The current standard of care for relapsed or refractory classical Hodgkin lymphoma is salvage chemotherapy and ASCT. There is currently no standard-of-care treatment for patients who are ineligible for ASCT because of chemotherapy-refractory disease, age, or comorbidities.
The KEYNOTE-204 study randomized 304 patients (aged ≥18 years) in a 1:1 ratio to pembrolizumab 200 mg every 3 weeks or to intravenous brentuximab vedotin 1.8 mg/kg every 3 weeks. The patients had received ASCT or were ineligible for ASCT and were eligible for participation in the study regardless of previous use of brentuximab vedotin.
All patients had Eastern Cooperative Oncology Group (ECOG) performance status 0 or 1 and measurable disease, defined as having ≥1 lesions that could be measured in at least 2 dimensions by computed tomography (CT) or CT and positron emission tomography imaging. The patients were stratified according to whether they had ASCT and according to status after first-line therapy (ie, primary refractory, relapse <12 months after end of first-line therapy or ≥12 months later).
At baseline, the patients’ median age was approximately 35 years. In the pembrolizumab and brentuximab vedotin arms, respectively, 57% and 65.3% of the patients had an ECOG performance score of 0. A total of 3.3% and 6.5% of patients in the pembrolizumab and brentuximab vedotin arms, respectively, had previously received brentuximab vedotin.

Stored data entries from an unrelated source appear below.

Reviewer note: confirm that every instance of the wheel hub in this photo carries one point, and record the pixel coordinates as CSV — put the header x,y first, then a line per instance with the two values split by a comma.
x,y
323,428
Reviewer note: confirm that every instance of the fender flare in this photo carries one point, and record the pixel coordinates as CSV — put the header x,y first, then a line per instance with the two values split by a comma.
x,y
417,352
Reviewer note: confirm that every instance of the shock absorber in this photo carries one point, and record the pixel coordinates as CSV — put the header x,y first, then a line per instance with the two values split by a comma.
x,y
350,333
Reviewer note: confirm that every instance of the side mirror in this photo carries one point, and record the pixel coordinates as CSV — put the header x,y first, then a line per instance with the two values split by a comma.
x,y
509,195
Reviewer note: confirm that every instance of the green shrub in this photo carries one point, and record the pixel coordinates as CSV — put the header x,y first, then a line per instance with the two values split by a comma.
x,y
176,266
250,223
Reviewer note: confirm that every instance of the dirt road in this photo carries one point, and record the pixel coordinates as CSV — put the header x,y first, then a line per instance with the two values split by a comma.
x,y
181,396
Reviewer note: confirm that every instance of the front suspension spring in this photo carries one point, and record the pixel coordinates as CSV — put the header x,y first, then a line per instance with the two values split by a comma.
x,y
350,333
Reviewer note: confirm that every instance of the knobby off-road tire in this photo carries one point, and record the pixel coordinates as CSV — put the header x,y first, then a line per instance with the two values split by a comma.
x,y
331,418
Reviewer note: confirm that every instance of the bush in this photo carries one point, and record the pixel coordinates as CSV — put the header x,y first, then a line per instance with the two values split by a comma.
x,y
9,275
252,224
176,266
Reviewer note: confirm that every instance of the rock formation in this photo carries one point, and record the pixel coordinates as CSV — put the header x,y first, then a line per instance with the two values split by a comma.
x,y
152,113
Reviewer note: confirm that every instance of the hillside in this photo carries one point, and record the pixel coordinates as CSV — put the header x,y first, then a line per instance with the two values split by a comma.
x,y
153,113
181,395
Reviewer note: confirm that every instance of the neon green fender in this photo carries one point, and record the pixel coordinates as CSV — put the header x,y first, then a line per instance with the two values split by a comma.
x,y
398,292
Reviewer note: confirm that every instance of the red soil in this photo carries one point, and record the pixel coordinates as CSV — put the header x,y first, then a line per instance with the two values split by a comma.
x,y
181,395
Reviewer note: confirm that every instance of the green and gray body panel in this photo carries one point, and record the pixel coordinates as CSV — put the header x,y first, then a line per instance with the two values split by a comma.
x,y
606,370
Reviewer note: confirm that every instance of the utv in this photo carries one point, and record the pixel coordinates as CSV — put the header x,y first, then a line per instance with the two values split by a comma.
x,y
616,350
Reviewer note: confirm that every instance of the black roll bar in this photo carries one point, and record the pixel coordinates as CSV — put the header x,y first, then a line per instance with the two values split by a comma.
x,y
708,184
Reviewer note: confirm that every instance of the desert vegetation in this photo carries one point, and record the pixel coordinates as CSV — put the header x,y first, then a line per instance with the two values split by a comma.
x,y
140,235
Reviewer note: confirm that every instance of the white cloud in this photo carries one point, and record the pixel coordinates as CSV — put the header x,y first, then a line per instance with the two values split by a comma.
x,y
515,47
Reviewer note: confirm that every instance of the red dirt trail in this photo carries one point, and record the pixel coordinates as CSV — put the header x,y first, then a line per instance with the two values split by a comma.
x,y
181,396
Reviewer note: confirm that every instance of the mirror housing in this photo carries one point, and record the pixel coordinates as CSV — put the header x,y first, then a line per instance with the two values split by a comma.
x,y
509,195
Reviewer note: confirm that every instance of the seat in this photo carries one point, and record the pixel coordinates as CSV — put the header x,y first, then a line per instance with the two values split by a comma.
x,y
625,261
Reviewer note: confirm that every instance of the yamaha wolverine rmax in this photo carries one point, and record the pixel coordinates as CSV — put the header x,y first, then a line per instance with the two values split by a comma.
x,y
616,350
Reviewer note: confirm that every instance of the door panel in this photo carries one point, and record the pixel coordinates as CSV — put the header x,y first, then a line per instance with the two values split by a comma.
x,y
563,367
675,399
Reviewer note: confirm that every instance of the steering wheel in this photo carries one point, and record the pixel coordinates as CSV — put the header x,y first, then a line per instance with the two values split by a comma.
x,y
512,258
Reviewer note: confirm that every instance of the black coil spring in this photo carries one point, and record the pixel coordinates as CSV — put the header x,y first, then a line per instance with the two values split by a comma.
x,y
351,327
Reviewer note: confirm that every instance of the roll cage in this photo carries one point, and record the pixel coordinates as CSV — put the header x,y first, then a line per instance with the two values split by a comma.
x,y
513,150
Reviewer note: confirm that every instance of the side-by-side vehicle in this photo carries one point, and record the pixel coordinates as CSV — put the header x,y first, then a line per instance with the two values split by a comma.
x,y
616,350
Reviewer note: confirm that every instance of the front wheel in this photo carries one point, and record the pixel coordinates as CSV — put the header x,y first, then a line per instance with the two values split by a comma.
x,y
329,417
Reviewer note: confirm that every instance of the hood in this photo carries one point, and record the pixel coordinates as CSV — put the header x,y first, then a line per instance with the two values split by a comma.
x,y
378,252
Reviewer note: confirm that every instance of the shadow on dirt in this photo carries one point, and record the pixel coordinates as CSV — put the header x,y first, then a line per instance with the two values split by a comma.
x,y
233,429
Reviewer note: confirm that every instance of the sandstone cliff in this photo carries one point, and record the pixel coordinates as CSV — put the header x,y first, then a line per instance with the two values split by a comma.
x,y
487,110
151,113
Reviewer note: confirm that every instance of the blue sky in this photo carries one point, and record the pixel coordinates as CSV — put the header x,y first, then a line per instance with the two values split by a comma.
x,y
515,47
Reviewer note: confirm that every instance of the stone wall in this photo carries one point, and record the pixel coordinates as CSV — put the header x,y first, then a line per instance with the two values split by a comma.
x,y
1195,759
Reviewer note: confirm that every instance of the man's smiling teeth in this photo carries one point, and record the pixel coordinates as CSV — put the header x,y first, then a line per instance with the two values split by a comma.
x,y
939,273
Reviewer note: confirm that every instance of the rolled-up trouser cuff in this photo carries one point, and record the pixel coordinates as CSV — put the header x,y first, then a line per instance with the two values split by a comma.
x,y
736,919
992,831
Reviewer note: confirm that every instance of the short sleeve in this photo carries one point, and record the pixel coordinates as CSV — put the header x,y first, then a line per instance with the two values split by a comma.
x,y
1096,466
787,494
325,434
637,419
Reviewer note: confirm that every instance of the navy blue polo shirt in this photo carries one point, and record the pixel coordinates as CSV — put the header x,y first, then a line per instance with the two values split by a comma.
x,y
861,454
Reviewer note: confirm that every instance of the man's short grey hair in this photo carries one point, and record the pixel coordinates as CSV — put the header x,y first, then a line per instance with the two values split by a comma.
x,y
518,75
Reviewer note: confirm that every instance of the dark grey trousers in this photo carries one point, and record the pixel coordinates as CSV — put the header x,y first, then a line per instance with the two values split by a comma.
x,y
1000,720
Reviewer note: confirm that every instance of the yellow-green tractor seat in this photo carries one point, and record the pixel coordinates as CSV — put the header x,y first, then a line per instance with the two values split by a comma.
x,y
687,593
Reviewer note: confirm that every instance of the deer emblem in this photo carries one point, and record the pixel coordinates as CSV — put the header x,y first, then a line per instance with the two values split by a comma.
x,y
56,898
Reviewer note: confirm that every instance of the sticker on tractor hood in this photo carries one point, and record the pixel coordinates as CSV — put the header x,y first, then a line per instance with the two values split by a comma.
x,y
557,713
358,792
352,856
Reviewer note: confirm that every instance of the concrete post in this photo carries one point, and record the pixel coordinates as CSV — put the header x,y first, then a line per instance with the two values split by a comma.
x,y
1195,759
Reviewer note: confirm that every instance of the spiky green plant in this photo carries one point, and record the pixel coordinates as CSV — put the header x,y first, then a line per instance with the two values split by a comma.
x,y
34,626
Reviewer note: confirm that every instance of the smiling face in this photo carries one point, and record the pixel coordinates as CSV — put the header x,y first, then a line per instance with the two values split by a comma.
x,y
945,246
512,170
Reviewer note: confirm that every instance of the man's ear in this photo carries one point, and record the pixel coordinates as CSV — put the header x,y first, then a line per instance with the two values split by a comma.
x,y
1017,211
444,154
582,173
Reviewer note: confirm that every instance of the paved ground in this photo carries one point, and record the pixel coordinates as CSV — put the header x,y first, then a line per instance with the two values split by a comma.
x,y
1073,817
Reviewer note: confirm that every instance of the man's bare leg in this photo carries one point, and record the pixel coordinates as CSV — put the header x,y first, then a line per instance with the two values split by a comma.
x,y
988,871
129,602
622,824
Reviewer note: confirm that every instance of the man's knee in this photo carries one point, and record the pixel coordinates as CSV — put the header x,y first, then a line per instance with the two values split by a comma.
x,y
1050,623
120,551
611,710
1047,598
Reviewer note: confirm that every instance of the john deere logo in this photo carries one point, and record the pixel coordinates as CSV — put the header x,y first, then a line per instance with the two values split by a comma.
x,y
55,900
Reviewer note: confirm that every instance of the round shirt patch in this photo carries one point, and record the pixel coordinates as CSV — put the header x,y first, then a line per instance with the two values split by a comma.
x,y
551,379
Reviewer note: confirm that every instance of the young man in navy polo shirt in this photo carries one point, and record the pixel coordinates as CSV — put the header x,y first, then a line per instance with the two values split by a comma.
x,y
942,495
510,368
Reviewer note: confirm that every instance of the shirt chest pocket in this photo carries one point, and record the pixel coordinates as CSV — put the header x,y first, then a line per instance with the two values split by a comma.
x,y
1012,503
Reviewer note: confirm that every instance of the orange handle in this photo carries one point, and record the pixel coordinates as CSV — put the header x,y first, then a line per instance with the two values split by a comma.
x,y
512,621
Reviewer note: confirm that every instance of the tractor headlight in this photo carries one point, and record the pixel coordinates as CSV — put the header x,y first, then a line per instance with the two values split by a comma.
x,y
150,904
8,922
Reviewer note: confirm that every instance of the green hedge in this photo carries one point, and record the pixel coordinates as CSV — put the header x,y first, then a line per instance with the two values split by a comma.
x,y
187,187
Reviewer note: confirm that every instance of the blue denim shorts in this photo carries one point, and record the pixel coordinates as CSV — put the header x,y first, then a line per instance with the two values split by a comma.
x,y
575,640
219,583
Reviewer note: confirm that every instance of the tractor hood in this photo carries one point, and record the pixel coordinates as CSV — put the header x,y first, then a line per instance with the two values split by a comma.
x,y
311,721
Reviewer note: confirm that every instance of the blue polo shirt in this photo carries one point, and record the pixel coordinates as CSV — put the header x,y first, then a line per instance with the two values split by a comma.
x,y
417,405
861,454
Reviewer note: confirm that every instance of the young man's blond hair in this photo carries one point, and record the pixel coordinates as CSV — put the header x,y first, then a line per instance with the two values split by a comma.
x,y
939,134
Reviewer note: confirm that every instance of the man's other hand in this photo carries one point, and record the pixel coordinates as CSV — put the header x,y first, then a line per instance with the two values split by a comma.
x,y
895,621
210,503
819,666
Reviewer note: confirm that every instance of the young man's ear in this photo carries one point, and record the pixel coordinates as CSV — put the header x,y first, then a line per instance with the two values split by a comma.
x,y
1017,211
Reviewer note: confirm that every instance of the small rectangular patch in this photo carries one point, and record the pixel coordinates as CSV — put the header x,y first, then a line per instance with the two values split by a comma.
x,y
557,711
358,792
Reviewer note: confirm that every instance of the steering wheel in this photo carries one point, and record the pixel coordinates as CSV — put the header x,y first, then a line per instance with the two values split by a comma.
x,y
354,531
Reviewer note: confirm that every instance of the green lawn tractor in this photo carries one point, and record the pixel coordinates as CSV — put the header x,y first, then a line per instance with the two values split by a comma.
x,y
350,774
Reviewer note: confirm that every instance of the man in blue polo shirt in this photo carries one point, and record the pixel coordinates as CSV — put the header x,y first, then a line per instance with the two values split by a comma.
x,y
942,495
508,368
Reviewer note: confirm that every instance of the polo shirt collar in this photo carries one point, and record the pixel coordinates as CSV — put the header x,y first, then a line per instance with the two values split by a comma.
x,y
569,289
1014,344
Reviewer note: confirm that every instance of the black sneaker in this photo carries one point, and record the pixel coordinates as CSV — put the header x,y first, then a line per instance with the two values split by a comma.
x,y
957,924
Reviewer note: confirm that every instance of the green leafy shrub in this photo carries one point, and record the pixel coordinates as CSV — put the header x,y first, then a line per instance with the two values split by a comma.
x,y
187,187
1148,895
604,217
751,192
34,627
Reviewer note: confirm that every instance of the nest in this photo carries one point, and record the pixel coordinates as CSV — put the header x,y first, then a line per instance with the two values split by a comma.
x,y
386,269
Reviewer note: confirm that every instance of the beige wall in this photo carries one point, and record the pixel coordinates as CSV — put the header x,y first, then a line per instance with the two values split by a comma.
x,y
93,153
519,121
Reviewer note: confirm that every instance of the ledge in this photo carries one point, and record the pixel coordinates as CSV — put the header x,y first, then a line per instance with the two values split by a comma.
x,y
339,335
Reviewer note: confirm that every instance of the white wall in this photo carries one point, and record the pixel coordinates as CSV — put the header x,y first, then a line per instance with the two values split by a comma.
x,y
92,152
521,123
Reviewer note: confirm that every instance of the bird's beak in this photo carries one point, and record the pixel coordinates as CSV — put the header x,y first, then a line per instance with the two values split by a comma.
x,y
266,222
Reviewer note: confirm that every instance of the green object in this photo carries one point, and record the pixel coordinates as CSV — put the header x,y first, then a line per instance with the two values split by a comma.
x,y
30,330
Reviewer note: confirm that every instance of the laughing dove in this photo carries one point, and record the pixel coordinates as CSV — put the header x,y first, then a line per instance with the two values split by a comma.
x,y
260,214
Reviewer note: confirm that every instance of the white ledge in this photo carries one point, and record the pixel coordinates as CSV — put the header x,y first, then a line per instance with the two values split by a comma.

The median follow-up was 24.7 months, and the median time spent receiving therapy was 305 days for pembrolizumab and 146.5 days for brentuximab vedotin.
In the primary analysis, pembrolizumab significantly improved PFS over brentuximab vedotin, which reduced the risk for progression or death by 35% (P = .00271). The 12-month PFS rate was 53.9% in the pembrolizumab group versus 35.6% in the brentuximab vedotin group.
Treatment with pembrolizumab reduced the risk for disease progression or death by 39% in patients with no ASCT, by 48% in patients with primary refractory disease, by 66% in patients with previous brentuximab vedotin, and by 33% in brentuximab vedotin treatment–naïve patients compared with treatment with brentuximab vedotin.
The objective response rate was 65.6% with pembrolizumab and 54.2% with brentuximab vedotin. The median duration of response was longer with pembrolizumab than with brentuximab vedotin (20.7 months vs 13.8 months, respectively).
Grade 3 to 5 treatment-related adverse events were reported in 19.6% of the pembrolizumab group versus in 25% of the brentuximab vedotin group. There was 1 death in the pembrolizumab group from grade 5 pneumonia.
Immune-mediated adverse events were higher in the pembrolizumab arm than in the arm that received brentuximab vedotin; the most common of these events were hypothyroidism (18.9%) and pneumonitis (10.8%). Of the 16 patients with pneumonitis, 15 required corticosteroids and 12 cases resolved.